Al terminar de pronunciar esa frase el cura elevó el tono de voz y fijó su mirada hacia las engalanadas señoritas que acompañaban a Vicenta y, tras una breve pausa, continuó su sermón:
—Las señoritas sin oficio arderán en el infierno por prestar atención al monstruo primigenio, arderán por la eternidad. Y antes de terminar, señaló hacia Vicenta, diciendo:
—La única forma de escapar a las redes de Satán es encomendarse a la Santísima Virgen y al redentor.
Vicenta, desde el inicio del sermón, se había sentido afectada por las delirantes palabras del sacerdote. Mientras oía aterrada, en varias ocasiones sintió que todo comenzaba a girar a su alrededor; cuando la mirada del cura se clavó en ella cayó al piso desvanecida, esas hirientes palabras resonaban en su ser como ecos entre montañas.

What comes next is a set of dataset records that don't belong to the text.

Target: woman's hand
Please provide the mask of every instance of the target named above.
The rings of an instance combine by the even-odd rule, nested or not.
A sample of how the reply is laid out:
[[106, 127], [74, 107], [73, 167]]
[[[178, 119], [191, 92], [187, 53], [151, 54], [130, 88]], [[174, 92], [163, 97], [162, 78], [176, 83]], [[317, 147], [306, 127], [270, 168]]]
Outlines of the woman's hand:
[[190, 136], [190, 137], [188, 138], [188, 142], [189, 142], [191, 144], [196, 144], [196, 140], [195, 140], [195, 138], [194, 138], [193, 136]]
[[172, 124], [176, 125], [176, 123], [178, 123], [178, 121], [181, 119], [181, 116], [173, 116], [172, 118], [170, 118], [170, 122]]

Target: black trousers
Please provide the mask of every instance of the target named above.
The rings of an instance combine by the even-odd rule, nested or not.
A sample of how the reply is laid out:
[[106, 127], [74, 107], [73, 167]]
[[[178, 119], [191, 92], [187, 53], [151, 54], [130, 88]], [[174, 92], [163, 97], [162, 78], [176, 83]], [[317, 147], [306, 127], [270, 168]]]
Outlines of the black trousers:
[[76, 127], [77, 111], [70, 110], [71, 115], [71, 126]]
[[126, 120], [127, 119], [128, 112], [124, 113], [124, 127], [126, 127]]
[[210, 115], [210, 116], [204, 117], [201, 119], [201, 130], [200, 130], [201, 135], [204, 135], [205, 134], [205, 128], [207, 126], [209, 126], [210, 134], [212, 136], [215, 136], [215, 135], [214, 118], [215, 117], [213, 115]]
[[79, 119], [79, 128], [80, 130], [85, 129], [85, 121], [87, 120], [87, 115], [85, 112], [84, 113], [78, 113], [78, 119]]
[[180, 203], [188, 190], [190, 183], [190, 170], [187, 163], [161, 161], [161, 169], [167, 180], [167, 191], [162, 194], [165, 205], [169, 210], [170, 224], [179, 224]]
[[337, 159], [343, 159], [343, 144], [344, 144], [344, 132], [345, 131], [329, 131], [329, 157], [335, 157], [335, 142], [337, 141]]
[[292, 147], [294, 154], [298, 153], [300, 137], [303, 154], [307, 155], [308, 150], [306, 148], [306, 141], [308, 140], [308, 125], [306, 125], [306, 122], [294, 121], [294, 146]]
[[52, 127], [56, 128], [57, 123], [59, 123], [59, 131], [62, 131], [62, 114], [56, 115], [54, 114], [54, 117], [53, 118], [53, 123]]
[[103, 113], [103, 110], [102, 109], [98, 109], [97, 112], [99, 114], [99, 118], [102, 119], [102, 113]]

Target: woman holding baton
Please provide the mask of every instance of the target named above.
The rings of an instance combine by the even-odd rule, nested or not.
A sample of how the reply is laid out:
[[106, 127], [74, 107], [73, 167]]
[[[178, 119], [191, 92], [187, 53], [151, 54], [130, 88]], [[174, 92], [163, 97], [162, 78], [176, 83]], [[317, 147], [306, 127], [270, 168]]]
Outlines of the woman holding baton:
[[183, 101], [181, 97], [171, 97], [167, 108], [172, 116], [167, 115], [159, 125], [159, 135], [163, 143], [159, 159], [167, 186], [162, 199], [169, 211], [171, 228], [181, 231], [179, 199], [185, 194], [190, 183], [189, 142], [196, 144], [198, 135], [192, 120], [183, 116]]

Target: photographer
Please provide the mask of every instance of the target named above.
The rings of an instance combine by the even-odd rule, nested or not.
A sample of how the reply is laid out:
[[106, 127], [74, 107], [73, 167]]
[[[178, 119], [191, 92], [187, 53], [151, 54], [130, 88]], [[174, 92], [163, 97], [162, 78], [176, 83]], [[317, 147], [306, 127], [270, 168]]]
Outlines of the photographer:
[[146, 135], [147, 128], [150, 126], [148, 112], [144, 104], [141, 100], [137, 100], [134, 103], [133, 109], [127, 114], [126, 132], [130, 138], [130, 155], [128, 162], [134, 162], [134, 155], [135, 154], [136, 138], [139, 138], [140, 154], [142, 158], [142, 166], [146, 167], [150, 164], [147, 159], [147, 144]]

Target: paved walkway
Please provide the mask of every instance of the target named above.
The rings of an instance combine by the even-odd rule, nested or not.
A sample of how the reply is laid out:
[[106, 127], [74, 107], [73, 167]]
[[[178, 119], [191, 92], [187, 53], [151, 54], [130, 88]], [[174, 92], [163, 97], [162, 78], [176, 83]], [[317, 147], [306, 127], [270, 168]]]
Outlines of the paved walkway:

Al desmayarse, la feligresía se olvidó de la misa y se arremolinó a su alrededor; ésa fue la primera vez que Benigno Sánchez le prestó atención.
Todos en San Rafael del Páramo conocían la graciosa anécdota de la primera visita que le hizo Benigno a Vicenta; él vivía en La Culebra en Llano Alto y Vicenta vivía en un viejo caserón en El Cambote. Un domingo, al terminar la misa, iba Benigno trajeado de punta en blanco para visitarla de manera formal, pero para llegar a casa de Vicenta había una trocha que caía de manera abrupta, frente a la casa de Omar Monsalve. En ese lugar existía donde acababa la pendiente; sin darse cuenta se resbaló e impulsado por la caída terminó encima de una plasta de bosta de ganado como plátano maduro sobre ella. Desde el trasero hasta la coronilla se llenó de mierda. Ante este percance, debió volver a su casa para cambiarse. Cada vez que intentaba visitar a Vicenta algo le pasaba al desafortunado Benigno; por eso, cuando al fin se casaron, le dijo al pueblo en la celebración, entre afinados violines:
—Espero que al fin la pava se acabe para mí, porque estoy cansado de enmierdarme los pantalones yendo a visitar a Vicenta a El Cambote. Al menos ahora espero no tener que seguir pasando por eso.